In the Middle Ages, Oberstreit was divided between two lordships, and this is reflected in the coat of arms. The “countercompony” pattern (two chequered rows) on the dexter (armsbearer's right, viewer's left) side are a reference to (half) the village's former allegiance to the Counts of Sponheim, while the charge on the sinister (armsbearer's left, viewer's right) side, the fish, is a reference to the other half's former allegiance to the Counts of Salm, Salm being a German word for “salmon”.

==Culture and sightseeing==

===Buildings===
The following are listed buildings or sites in Rhineland-Palatinate’s Directory of Cultural Monuments:
- Catholic Church, Kirchstraße – aisleless church with Baroque elements, later Heimatstil, about 1952–1955
- Eichgraben 2 – former school; small one- and two-floor group of buildings, sandstone-block, 1848, conversion and expansion in 1892
- At Hauptstraße 10 – armorial stone, marked 1604

===Regular events===
The Oberstreiter-Markt – despite its name, actually a fair – is held each year on the second weekend in September, and is widely known. The Oberstreiter-Markt had its first documentary mention in 1570. Then standing at what is now the graveyard was a chapel consecrated to Saint Bartholomew. Electoral Palatinate established a market here so that inhabitants of the Amt of Böckelheim could buy a variety of useful articles. Also tied in with this event were folk plays and merrymaking in the form of dancing. The market could only be opened once an officer, leading a squad of soldiers, had tasted the wine to be given out at the event and deemed it to be the genuine article. As early as the 17th century, the hustle and bustle at the Oberstreiter-Markt had got so far out of hand, thereby rousing God in heaven to wrath and retribution that the Oberamtmann of Böckelheim felt constrained to impose a strict ban. On 24 August 1687, Oberamtmann Pawal von Ramlingen issued an order that anybody caught at the Oberstreiter-Markt dancing, gorging himself, guzzling wine or taking part in a brawl would either be locked up in the tower for eight days or have to pay a fine of 10 Rhenish guilders. It was no use, though. Even though the weather was bad, ten thousand visitors attended the market that year. In 1772, there was a murder at the market. The man who was killed was an Electoral Palatinate soldier, and his death was the culmination of an argument between some Electoral Palatinate people and some others representing the House of Salm. In 1787, the notorious outlaw Schinderhannes (or Johannes Bückler, to use his true name) showed up at the market to cause trouble. He and his gang did no Oberstreiter any harm, only striking some French soldiers who had come from the Sponheim domain to Oberstreit to dance.

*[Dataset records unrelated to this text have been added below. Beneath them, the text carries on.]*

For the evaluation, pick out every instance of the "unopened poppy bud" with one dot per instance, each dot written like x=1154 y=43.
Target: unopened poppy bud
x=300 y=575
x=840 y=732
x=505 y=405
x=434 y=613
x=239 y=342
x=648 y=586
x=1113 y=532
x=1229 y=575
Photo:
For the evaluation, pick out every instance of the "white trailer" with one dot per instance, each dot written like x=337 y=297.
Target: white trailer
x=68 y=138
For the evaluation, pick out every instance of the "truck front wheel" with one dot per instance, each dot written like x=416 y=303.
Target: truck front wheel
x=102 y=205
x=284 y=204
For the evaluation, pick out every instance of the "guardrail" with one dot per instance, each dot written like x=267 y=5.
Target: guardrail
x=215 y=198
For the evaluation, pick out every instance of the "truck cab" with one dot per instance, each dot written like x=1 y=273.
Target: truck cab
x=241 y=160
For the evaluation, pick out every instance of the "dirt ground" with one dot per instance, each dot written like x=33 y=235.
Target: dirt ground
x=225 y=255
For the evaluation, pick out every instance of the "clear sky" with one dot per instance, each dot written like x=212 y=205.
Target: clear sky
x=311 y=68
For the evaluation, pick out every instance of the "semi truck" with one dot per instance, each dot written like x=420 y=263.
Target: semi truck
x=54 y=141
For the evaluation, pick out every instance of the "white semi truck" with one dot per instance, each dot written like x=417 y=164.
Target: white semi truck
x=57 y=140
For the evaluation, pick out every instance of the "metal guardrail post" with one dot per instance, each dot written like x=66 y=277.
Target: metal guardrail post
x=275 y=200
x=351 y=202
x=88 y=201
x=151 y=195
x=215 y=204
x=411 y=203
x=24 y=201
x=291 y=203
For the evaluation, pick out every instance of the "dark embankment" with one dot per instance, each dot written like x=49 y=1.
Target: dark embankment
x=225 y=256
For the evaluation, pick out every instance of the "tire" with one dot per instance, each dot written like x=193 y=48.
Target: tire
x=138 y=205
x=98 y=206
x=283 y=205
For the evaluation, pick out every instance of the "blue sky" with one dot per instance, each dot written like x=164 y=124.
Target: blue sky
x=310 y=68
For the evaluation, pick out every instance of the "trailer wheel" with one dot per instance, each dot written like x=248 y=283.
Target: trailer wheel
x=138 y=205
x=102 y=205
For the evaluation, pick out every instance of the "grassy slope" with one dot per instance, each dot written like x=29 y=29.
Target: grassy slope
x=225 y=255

These incidents are without a doubt traceable to the fiery Oberstreit wine. As late as the 1940s, the Oberstreiter-Markt was still one of the biggest folk festivals on the Middle Nahe. There were always several marquees, and on the last day of the market, a livestock market was held attended by the farmers and livestock dealers from throughout the surrounding area. The fair is not quite as grand now, but it is still held.

===Clubs===
The following clubs are active in Oberstreit:
- Turn und Sportverein Oberstreit — gymnastic and sport club
- Freiwillige Feuerwehr Oberstreit — volunteer fire brigade
- Oberstreiter Jugend — youth club
- Senioren-Treff — seniors’ club

==Economy and infrastructure==

===Transport===
Running through the village is Landesstraße 234, leading northeast to neighbouring Waldböckelheim where it meets Landesstraße 108 and Bundesstraße 41, which itself leads to both Bad Sobernheim and the district seat, Bad Kreuznach. Landesstraße 234 also leads southwards to neighbouring Staudernheim, which is served by a railway station on the Nahe Valley Railway (Bingen–Saarbrücken), which also offers direct connections to Mainz and Frankfurt am Main. Three kilometres north of the village lies the Bad Sobernheim-Domberg recreational airfield.

===Established businesses===
There are today in the municipality organic winegrowing, an automotive workshop and a country inn with adjoining guesthouse. Also found in the village are a sound studio and a series of small businesses in the service sector.